HIV Neuropathy

It's a matter of opinion as to whether HIV-neuropathy is a separate neuropathy form, or whether it is in fact the same neuropathy that everyone else gets, only with different causes. It's true that certain well-known HIV medications can cause neuropathy and it's almost certain that the virus itself can attack the nervous system and bring on neuropathy but the symptoms are pretty much the same as in other forms of peripheral neuropathy. Apart from this, a significant percentage of HIV patients who also have neuropathy are diagnosed as having idiopathic neuropathy - therefore neuropathy with no known cause.
Today's post comes from (see link below) and it seems that the people at Johns Hopkins are convinced that neuropathy plus HIV equals HIV-neuropathy. It may well be true and it doesn't really matter because the treatment and symptoms are the same for all equivalent neuropathy sufferers in the non-HIV population. The only difference is that, if applicable, the offending HIV meds will probably be stopped in order to prevent the disease becoming worse.
The article looks at neuropathy as a specific by-product of HIV and although it doesn't tell us much we don't already know, it may help to convince people that their neuropathy is HIV-based when the doctors are at a loss to explain it otherwise.

HIV Neuropathy

Disorders of peripheral nerves are among the most frequent neurological complications of HIV infection. With increasing survival of patients with HIV, the number of patients who have HIV neuropathy is increasing worldwide. HIV can affect peripheral sensory and motor nerves, thoracic nerves, cranial nerves or autonomic nerves. HIV neuropathy can manifest itself in multiple ways. It can affect multiple sensory and motor nerves in distal parts of the limbs and cause HIV polyneuropathy. Sometimes this type of neuropathy is due to a group of anti-HIV medications and is called antiretroviral toxic neuropathy. HIV can also affect one nerve at a time (HIV mononeuropathy) or cause an inflammatory neuropathy similar to Guillain-Barre syndrome (GBS).
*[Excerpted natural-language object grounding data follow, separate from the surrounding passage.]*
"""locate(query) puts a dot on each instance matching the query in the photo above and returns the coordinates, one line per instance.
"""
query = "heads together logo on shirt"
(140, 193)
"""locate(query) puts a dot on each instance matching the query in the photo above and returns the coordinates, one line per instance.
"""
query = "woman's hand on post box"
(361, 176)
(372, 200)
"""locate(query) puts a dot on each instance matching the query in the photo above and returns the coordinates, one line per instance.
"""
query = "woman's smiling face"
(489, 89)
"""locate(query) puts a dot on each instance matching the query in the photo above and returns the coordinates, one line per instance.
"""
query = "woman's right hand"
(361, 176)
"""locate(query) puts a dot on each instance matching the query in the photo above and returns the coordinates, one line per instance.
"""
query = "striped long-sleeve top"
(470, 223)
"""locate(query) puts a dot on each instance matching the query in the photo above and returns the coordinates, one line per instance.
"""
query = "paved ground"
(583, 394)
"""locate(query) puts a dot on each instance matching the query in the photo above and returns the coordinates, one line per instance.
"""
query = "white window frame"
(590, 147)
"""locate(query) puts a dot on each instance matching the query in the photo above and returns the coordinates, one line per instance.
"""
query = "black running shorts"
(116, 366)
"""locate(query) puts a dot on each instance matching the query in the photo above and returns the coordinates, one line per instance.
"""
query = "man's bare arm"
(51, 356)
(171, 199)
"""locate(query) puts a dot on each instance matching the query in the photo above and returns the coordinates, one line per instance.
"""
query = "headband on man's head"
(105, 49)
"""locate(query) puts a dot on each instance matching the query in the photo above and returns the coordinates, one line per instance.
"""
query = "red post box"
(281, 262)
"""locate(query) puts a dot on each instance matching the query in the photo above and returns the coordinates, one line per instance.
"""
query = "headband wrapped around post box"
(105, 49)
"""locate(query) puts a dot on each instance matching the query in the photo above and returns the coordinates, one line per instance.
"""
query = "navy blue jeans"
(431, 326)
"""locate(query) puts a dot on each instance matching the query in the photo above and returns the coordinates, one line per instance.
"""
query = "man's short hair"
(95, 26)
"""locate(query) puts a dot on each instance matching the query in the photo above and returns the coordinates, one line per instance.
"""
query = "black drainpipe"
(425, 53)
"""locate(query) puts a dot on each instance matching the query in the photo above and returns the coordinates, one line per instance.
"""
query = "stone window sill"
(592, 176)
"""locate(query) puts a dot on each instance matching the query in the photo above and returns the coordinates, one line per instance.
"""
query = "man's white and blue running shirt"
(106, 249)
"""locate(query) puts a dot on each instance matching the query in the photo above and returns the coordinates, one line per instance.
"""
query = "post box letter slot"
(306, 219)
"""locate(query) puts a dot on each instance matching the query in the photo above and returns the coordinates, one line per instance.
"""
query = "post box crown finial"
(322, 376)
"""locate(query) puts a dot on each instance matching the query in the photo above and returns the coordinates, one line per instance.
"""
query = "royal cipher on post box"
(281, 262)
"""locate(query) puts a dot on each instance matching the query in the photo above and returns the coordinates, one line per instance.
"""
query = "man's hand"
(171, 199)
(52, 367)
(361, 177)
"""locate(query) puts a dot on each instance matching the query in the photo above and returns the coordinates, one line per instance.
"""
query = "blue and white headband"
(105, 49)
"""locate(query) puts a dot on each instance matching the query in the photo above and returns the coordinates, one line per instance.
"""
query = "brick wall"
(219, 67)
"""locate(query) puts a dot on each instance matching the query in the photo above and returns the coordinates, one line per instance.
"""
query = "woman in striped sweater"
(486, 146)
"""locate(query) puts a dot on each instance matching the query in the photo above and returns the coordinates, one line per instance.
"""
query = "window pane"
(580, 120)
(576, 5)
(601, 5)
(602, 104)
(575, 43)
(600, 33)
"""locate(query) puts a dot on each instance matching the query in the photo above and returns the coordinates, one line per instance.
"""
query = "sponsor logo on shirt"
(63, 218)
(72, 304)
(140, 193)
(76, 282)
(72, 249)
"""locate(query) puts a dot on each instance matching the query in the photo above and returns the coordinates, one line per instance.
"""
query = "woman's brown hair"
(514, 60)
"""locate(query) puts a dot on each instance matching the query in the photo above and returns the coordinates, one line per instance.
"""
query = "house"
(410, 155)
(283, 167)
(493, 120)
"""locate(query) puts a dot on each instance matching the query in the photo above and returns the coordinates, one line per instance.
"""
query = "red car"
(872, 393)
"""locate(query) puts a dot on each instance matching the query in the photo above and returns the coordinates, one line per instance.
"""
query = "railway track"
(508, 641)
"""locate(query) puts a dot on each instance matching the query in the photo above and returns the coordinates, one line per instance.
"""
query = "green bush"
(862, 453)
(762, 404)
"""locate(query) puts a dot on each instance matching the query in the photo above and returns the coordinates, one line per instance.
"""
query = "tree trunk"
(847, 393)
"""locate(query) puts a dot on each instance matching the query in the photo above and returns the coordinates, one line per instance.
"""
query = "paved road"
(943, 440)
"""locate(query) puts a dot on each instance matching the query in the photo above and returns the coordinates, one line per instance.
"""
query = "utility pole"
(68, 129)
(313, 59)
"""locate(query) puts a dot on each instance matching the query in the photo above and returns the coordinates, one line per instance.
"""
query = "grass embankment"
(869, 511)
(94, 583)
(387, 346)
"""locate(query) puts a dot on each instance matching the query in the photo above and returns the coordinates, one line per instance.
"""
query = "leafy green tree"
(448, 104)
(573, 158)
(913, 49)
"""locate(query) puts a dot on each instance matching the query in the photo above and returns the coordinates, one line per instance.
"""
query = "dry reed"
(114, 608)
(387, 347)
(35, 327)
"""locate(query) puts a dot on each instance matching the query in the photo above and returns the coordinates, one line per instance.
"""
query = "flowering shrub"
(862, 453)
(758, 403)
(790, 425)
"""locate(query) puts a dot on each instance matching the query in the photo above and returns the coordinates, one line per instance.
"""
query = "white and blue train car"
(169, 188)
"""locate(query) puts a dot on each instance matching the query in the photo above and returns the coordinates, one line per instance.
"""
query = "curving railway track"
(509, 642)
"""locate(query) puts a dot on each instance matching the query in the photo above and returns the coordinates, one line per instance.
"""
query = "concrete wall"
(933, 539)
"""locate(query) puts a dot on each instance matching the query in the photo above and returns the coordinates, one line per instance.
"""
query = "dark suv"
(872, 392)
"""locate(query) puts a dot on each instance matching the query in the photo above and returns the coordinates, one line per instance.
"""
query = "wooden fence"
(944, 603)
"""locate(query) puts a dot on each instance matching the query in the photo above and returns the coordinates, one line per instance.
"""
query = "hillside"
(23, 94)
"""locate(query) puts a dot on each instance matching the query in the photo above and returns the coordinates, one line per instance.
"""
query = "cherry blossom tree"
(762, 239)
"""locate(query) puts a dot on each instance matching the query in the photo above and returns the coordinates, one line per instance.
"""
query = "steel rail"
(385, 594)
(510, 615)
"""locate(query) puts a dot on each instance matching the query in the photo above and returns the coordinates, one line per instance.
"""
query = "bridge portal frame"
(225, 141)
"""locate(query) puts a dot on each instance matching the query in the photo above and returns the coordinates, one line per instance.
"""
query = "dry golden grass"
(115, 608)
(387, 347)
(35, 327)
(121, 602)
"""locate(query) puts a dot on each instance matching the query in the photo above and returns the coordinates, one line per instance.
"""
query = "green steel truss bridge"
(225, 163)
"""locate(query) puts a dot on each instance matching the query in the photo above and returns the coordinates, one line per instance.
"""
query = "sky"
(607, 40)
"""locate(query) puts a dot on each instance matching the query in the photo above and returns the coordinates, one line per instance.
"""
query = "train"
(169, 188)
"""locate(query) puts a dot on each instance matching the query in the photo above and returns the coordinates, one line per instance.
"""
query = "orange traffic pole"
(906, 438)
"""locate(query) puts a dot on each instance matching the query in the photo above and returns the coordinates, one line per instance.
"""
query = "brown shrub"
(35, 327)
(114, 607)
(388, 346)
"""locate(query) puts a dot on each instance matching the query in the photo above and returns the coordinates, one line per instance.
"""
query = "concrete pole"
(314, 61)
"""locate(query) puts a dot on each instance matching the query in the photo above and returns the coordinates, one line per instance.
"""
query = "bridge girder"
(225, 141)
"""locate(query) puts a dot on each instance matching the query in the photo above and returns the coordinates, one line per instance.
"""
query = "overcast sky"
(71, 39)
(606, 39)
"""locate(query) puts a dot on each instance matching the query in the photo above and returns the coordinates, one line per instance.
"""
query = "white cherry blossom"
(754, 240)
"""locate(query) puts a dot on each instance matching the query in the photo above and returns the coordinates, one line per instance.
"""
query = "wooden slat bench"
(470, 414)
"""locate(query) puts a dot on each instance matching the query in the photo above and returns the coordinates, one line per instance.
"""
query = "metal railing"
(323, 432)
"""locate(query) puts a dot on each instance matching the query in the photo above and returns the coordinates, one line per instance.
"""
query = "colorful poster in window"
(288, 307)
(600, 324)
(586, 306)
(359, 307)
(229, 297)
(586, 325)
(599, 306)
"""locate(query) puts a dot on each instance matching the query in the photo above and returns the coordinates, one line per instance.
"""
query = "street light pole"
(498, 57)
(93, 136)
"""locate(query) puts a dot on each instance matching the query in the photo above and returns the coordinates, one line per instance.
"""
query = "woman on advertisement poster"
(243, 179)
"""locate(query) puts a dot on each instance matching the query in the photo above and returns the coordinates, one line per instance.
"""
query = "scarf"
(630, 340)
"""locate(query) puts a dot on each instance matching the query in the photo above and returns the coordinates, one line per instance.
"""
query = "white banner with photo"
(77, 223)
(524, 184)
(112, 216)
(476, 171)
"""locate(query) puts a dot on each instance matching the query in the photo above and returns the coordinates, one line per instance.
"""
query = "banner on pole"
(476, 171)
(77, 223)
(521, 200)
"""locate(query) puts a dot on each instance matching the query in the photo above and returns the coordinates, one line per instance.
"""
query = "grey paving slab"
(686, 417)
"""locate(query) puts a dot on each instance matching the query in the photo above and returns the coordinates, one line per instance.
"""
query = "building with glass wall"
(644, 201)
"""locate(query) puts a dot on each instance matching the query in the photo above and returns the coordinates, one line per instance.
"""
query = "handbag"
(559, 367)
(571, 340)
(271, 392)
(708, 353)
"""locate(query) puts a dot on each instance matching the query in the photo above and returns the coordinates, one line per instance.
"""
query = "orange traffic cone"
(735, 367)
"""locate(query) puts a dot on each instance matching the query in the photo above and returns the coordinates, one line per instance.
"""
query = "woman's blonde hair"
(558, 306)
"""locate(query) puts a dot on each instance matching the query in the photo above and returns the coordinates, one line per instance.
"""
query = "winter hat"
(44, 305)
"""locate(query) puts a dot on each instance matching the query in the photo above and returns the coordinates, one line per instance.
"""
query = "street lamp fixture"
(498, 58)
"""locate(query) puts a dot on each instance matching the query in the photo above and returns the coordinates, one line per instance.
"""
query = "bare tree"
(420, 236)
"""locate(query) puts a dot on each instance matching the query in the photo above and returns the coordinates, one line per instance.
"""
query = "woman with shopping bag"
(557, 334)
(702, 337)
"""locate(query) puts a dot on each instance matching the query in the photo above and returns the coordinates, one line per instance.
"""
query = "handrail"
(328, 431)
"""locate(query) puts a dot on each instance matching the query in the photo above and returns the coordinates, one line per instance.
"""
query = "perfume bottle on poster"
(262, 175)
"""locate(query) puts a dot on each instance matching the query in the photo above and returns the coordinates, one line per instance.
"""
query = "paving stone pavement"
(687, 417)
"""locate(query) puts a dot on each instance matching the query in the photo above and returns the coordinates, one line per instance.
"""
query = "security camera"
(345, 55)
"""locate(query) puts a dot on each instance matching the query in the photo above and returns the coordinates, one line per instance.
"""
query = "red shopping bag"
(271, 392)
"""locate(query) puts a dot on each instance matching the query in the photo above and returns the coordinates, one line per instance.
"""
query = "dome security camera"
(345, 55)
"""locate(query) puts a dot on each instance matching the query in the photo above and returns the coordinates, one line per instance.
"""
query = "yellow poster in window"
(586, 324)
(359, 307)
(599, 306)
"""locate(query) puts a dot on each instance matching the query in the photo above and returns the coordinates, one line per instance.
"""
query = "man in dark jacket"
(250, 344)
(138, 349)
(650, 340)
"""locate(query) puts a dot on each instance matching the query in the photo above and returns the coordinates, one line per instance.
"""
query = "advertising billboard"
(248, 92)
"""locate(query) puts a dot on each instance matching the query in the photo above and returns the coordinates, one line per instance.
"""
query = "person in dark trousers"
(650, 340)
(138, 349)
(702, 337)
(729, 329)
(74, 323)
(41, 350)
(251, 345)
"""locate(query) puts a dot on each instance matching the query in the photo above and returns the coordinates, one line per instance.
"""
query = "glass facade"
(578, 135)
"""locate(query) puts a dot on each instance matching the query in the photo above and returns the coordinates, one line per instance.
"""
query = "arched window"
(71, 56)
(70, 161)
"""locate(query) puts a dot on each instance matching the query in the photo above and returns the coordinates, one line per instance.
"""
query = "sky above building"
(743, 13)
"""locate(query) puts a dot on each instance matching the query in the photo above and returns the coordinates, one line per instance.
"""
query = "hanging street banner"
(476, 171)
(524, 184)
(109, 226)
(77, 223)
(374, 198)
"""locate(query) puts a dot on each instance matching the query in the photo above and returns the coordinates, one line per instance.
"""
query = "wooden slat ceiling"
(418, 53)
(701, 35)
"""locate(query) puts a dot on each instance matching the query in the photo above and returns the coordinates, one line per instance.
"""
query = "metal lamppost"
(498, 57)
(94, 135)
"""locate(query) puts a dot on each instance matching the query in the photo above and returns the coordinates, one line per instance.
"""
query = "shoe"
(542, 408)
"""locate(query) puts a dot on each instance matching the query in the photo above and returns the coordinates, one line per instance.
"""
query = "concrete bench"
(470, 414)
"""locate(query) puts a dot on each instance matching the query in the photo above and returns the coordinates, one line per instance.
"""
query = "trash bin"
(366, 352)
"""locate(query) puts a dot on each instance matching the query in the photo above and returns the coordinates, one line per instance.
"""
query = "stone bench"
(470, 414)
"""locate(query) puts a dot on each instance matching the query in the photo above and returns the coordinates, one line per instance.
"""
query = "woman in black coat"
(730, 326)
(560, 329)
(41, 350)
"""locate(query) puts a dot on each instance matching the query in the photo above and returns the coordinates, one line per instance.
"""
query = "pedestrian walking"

The symptoms of HIV neuropathy depend on the type of neuropathy. In HIV polyneuropathy, the patient may experience unusual sensations (paresthesias), numbness and pain in their hands and feet. Often non-painful stimuli, such as touching, can elicit pain sensation. In addition, at later stages of the illness, there may be weakness of the muscles in the feet and hands. In HIV mononeuropathy, the symptoms depend on which nerve is affected. For example, it can affect thoracic nerves and cause numbness and pain in the chest wall or it can affect cranial nerves and cause sensory or motor deficits in the face. In rare cases where HIV causes a GBS-like illness, the symptoms will be very similar to typical GBS.


Diagnosis of HIV neuropathies is based on history, clinical examination and supporting laboratory investigations. These include electromyography with nerve conduction studies, skin biopsies to evaluate cutaneous nerve innervation, and nerve and muscle biopsies for histopathological evaluation.


Treatment of HIV neuropathies depends on the type. Typical HIV polyneuropathy requires good control of HIV infection. Antiretroviral toxic neuropathy may require the cessation of the offending drug. Neuropathic pain due to HIV polyneuropathy can be treated with anti-seizure medications such as gabapentin (Neurontin), pregabalin (Lyrica) and topiramate (Topamax), antidepressants such as amitriptyline (Elavil) and duloxetine (Cymbalta), or analgesics including opiate drugs. In severe painful conditions, patients may be referred to the Blaustein Chronic Pain Clinic for a multidisciplinary approach to pain management. Patients with GBS due to HIV are treated in a similar manner to other GBS patients.